Somewhere, 13 miles above Arizona, there was a pilot screaming inside his space helmet. Then, I heard it. The click of the mic button from the back seat. That was the very moment that I knew Walter and I had become a crew. Very professionally, and with no emotion, Walter spoke: “Los Angeles Center, Aspen 20, can you give us a ground speed check?” There was no hesitation, and the replay came as if was an everyday request. “Aspen 20, I show you at one thousand eight hundred and forty-two knots, across the ground.”
It all had lasted for just moments, but in that short, memorable sprint across the southwest, the Navy had been flamed, all mortal airplanes on freq were forced to bow before the King of Speed, and more importantly, Walter and I had crossed the threshold of being a crew. A fine day’s work. We never heard another transmission on that frequency all the way to the coast.
And that, gentle readers, is how you put a troll in their place. When some Trumpstapo troll does their best “Dusty 52” impression, let’s do our best to channel the cool customers who flew Aspen 20 in reply…
Behold, the Radical Left in action: University of North Dakota professor Heidi Czerwiec seems to want ROTC students killed because they have the audacity to carry deactivated drill-rifles in their maneuvers on campus. Upon being informed of the situation and reprimanded for wasting police resources, she was incorrigible: “I guess I’ll be calling 911 for the next couple weeks—and I will. Every time. It’s not my job to decide whether people carrying guns at school are an actual threat. It’s my job to teach and to get home to my family.”
Sounds like knowingly and maliciously filing a false police report to me… Book ‘er, Danno!
- Animals in Boxes: Schroedinger’s Cat is alive. Schroedinger’s Snakes… not so much.
- If you hate being caught behind buses on the road… be glad you’re not stuck behind a 737.
- Cops fighting cops? Yep, over a Thompson submachine gun stolen by John Dillinger from the Peru, IN P.D. and seized by Tucson P.D. Rightful owners in Peru want it back, Tucson says “we don’t think so, it’s our trophy.” This could be a truly nasty one since NFA weapons and stolen firearms are two very big hot-buttons for ATF…

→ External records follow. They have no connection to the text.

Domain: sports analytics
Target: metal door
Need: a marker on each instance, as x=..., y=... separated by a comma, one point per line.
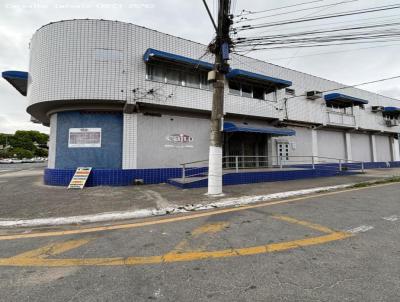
x=283, y=151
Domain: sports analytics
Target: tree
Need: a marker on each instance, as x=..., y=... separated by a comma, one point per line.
x=21, y=153
x=32, y=141
x=40, y=152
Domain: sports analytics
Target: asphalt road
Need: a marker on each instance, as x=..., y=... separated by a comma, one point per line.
x=333, y=247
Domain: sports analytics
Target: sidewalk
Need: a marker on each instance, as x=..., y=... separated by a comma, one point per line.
x=23, y=196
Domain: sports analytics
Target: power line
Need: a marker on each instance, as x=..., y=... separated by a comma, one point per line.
x=306, y=33
x=244, y=19
x=245, y=12
x=333, y=52
x=351, y=86
x=321, y=17
x=318, y=45
x=303, y=17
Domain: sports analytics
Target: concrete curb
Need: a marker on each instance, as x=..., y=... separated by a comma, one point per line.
x=145, y=213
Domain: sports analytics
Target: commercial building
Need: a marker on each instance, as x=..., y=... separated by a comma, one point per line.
x=134, y=103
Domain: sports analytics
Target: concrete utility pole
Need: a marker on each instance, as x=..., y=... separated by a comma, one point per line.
x=221, y=50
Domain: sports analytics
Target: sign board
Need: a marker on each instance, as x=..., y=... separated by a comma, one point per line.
x=84, y=138
x=179, y=141
x=80, y=177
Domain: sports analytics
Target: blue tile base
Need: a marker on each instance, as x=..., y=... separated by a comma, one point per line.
x=119, y=177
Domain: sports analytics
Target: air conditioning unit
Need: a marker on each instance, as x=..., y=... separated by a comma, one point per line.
x=313, y=95
x=392, y=123
x=377, y=108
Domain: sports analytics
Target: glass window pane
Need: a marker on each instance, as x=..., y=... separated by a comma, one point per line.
x=192, y=80
x=174, y=77
x=234, y=88
x=156, y=73
x=204, y=81
x=258, y=93
x=247, y=90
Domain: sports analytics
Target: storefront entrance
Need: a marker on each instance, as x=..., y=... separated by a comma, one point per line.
x=247, y=150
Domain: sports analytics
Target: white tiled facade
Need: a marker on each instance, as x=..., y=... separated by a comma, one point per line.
x=93, y=60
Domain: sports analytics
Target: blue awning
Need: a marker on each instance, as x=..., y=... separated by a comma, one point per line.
x=153, y=55
x=342, y=100
x=18, y=79
x=232, y=127
x=239, y=74
x=391, y=110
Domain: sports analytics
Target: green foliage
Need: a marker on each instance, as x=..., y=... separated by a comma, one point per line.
x=39, y=152
x=24, y=144
x=21, y=153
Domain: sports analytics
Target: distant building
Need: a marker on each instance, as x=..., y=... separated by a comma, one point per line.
x=121, y=97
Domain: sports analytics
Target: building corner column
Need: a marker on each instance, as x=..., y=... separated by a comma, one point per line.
x=349, y=153
x=51, y=163
x=314, y=142
x=373, y=148
x=129, y=143
x=395, y=148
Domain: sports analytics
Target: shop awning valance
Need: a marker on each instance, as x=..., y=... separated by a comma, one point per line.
x=18, y=79
x=240, y=75
x=391, y=110
x=342, y=100
x=232, y=127
x=153, y=55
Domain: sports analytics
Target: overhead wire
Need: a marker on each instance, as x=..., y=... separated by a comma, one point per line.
x=245, y=19
x=246, y=12
x=319, y=17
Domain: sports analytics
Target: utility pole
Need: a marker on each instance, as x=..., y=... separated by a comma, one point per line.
x=221, y=50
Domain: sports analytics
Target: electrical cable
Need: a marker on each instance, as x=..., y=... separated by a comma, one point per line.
x=320, y=17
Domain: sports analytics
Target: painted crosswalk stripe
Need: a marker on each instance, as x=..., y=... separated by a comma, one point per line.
x=392, y=218
x=360, y=229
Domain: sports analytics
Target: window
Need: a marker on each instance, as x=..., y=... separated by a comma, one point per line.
x=258, y=93
x=192, y=80
x=290, y=91
x=204, y=84
x=163, y=74
x=234, y=88
x=173, y=77
x=155, y=73
x=84, y=138
x=247, y=91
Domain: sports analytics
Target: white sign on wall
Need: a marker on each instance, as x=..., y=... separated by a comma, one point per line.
x=84, y=138
x=179, y=141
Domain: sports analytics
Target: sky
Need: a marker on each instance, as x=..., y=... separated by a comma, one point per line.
x=350, y=64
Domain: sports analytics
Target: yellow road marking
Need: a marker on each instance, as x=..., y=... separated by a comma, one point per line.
x=53, y=249
x=176, y=257
x=209, y=228
x=179, y=218
x=310, y=225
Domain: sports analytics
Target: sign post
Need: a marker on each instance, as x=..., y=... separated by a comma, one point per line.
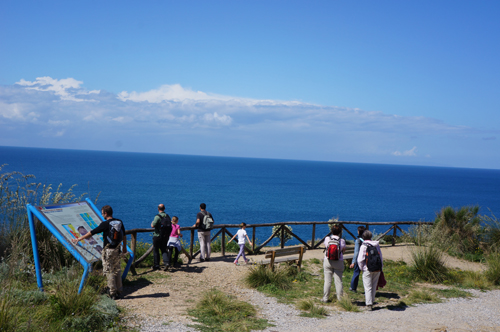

- Sunday, Mar. 27: U. S. Navy established and USS Constitution and five other frigates ordered, 1794; Goliad Massacre, 1836; Geronimo surrenders, 1886; Good Friday quake hits Anchorage, 1964
- Monday, Mar. 28: Confederate invasion of NM turned back, 1862; Palm Sunday tornado outbreak hits Great Lakes and Deep South, 1920; Three Mile Island incident, 1979
- Tuesday, Mar. 29: Cumberland Road, first Federal highway, authorized, 1806; Coca-Cola first brewed, 1886; Colt-Browning .45 pistol adopted by Army, 1911
- Wednesday, Mar. 30: Florida Territory established, 1822; Alaska bought from Russia, 1867; Jeopardy! debuts, 1964; Reagan shot, 1981
- Thursday, Mar. 31: Britain orders Boston port closed, 1774; Perry opens Japan to trade, 1854; US Virgin Islands bought from Denmark, 1917; USS Missouri, last of the battleships, decommissioned, 1992
- Friday, Apr. 1: House of Representatives first convenes, 1789; West Berlin blockade commences, 1948; Ike authorizes Air Force Academy, 1954; Apple incorporated, 1976
- Saturday, Apr. 2: U. S. Mint established, 1792; collapse of Lee’s army around Richmond triggers evacuation of Confederate government, 1865; LexisNexis computerized law research launched, 1973
Today’s Birthdays: Painter Vincent van Gogh, 1853; CIA director Richard Helms, 1913; guitarist Eric Clapton, 1945; rapper MC Hammer, 1962; pro footballer Richard Sherman, 1988
This Week In History is compiled with assistance from History.com and Wikipedia. Something interesting not listed here? Please share in the Comments section–this is an Audience Participation Encouraged featurette.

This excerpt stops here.